Tell Me About Your Mourning

The character of John Watson on the BBC’s show Sherlock as played by Martin Freeman is an exquisite mourner. You cannot watch his experience of grief and not be moved if you are at all engaged with the show and its characters. It’s an overused phrase, but Freeman is brilliant in this role.

There are so many flavors of mourning. Flavors? Yes, because they each leave their own taste in your mouth, one you remember every time you roll it around your mouth. That’s the other thing about mourning – you return to it, weighing and measuring it over and over. As the flavor changes over time, so does your experience of the pain.

Mourning the Past is a cold, hard thing. The more time passes, the more solid it becomes. Your neural network digs deeper channels and, like a needle skipping on a scratched record album, the flavor gets heavier, the pain more memorable. You feel bound to make the memory real enough to take the place of the thing you’ve lost.

Mourning the Present is a timeless, boundless thing. It covers everything in its flavor and consumes less intense experiences and emotions. It is forgetful and expansive and pervasive. The Myth of Moving On, which others often seem to expect almost immediately, is a farce. How can you move on when you’re existing outside of time and space?

Mourning the Future is dynamic and jittery. Weightless and filled with gravity. Ominous. A fear-filled unknown. A dangerous, ancient knowledge of inherent potential. You want to be hopeful; you need to be prepared.

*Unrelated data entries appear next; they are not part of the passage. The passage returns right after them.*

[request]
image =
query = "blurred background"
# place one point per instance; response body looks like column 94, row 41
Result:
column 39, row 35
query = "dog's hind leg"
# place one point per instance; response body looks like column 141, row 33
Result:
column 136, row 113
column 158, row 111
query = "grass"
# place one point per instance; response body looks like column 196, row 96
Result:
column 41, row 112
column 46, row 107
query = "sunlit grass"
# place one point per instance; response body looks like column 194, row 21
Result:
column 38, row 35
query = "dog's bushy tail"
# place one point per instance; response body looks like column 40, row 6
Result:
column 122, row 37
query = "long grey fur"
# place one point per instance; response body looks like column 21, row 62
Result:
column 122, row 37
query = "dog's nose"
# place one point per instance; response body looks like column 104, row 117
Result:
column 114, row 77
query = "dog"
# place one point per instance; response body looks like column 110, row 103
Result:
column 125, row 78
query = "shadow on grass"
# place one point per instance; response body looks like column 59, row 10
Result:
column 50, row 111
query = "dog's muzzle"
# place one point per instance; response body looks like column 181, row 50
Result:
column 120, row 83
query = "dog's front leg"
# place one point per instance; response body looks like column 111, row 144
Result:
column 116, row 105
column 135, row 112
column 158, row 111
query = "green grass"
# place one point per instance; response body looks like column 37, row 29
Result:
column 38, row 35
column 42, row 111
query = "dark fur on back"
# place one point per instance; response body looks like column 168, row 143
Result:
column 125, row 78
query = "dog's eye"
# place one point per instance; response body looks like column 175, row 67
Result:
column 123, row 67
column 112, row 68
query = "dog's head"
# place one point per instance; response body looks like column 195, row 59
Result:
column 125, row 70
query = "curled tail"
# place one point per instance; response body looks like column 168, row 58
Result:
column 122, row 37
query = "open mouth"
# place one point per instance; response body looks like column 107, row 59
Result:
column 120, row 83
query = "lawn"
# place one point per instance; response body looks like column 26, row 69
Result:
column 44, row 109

Mourning is a heavy conversation, one I hardly feel qualified to lead others through. My share has been light and still the burden has been comprised of multitudes: Rage, Regret, Terror, Wistfulness, Longing, Sorrow. Emptiness. And there’s never a single path you can count on to make it through – The underbrush is overgrown and filled with the chattering grunts of unseen creatures, the water is brackish and fetid, the sky a darkness that allows true sight only at the final second. Makes aphorisms like “Everything will be alright” and “Don’t worry, God has a plan” fall flat and gasping at your feet.

Mourning is a constant checking: Has the pain subsided yet? The question awakens the slumbering beast of pain. It smells your fear and tenses as its stomach rolls with hunger. It will take your sacrifice without ceremony, without offering anything in return. It is always ready to eat. It’s a burly fucker whose only mission is to ride you to the ground and smash your face in the gravel. Your wounds will form scars in thick, buckled grooves.

Perspectives evolve and my current one is having a hard time finding a break from mourning. Perhaps because there’s not a single death, no solitary ending, no solid line between then and now, before and after. But there will be one tomorrow and I’m not ready for it yet. I’m stuck and my optimism, which once seemed unflagging, has shored itself up in a bunker and didn’t leave me the passcode for safe entry.

Yes, I hope. I hope the changes coming won’t be our collective undoing. I hope that, if they are, that there’s something worthwhile on the other side and that I am graced with the privilege to witness it. I don’t want to cave to historical determinism or divisiveness or fear. And I won’t change anything about my day tomorrow, won’t do anything differently than I would any other day. I don’t want to be seen mourning… Because I don’t want to keep mourning.

But I won’t lie and say that I’m not.